The C-to-U editing of the ndh transcripts alters the amino acid sequence of the encoded subunit proteins at certain sites; thus, the functional importance of amino acids varies with site changes. For example, defects in RNA editing at the ndhB-C746 and ndhD-C887 sites in crr22, ndhB-C467, and ndhD-C878 sites in crr28 and at the ndhD-C383 site in crr21 can impair NDH activity [21,35]; however, these alterations do not affect the stability of the NDH complex. In this study, we also observed that the otp970 mutant was defective in RNA editing at ndhB-C149; nevertheless, NDH activity and stability of the NDH complex were unaffected compared to in the wild type (Figure 4). This is similar to the otp82 mutant, in which the RNA editing defects at the ndhB-C836 and ndhG-C50 sites did not affect NDH function [23].

NDH-dependent CET plays a crucial role in response to various stresses. For example, tobacco mutant NDH complex defects show no differences in photosynthetic activity when compared to wild-type [43,57]. However, NDH-defective mutants are sensitive to various stress, such as high light intensity [58], low humidity [57], drought [59], and high/low temperature [60,61], indicating that the NDH complex protects the photosynthetic activity in the chloroplasts from oxidative stress. Thus, these editing sites that do not affect NDH function under normal conditions but probably play important roles under certain stress conditions, or mediate NDH function maintenance during certain evolutionary periods.

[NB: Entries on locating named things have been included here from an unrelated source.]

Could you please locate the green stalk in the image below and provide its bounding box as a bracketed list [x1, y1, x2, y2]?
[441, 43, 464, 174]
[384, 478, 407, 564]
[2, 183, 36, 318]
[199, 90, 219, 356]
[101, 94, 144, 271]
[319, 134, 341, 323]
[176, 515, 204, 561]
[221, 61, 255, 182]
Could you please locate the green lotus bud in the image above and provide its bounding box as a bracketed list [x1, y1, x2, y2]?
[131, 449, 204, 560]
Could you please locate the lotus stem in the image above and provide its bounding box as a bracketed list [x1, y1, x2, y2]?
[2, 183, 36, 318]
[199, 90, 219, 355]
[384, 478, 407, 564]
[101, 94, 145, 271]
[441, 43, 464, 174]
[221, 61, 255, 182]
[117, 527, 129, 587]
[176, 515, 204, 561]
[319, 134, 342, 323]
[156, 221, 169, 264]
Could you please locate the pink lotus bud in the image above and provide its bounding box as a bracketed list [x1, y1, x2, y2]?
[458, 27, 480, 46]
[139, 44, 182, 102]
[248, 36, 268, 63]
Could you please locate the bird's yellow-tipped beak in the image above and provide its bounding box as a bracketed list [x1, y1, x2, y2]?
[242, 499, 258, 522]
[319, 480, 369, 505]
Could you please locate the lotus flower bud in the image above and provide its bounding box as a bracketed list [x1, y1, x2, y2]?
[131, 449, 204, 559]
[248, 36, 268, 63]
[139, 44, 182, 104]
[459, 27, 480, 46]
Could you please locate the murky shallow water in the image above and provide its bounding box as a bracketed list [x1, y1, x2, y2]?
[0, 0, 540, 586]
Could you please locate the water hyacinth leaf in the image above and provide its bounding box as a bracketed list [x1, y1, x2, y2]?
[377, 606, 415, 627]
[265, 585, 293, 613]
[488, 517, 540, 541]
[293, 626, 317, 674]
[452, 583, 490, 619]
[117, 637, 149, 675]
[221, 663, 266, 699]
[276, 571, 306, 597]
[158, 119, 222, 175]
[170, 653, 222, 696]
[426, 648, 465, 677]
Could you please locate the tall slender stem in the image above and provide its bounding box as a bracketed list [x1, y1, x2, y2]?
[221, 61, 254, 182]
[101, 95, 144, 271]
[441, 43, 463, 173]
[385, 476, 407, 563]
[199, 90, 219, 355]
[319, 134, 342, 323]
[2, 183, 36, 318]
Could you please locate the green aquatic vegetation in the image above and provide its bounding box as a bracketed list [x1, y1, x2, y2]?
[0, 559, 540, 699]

Previous studies have shown that RNA editing at individual sites occurs in some but not all species [62]. Additionally, the extent at which RNA editing occurs at the same site varies across different developmental stages and/or among different tissues [51,52]. In this study, our results showed that the degree of C-to-U editing at the ndhB-C149 site was 100% in the stem, rosette, flower, and silique tissues, but only ~10% in the root sample (Figure 5). Notably, the ndhB-149 in the stem is fully edited, but the expression patterns indicated that OTP970 was expressed at very low levels in stems (Figure 3A), implying that differences in editing rates among these tissues probably resulted from both the expression and binding activity of their corresponding trans-acting factors.

5. Conclusions

In this paper, we identified OTP970, a gene encoding the PLS-type PPR protein, which is required for RNA editing in plastids. The sequencing results of RT-PCR products showed that otp970 mutant was impaired in RNA editing at the ndhB-C149 site. RIP analysis demonstrated that OTP970 was associated with ndhB-C149 site. Furthermore, we discovered that the DYW domain of OTP970 is required for RNA editing at the ndhB-C149 site. These findings increased our understanding of the mechanism in plastid RNA editing.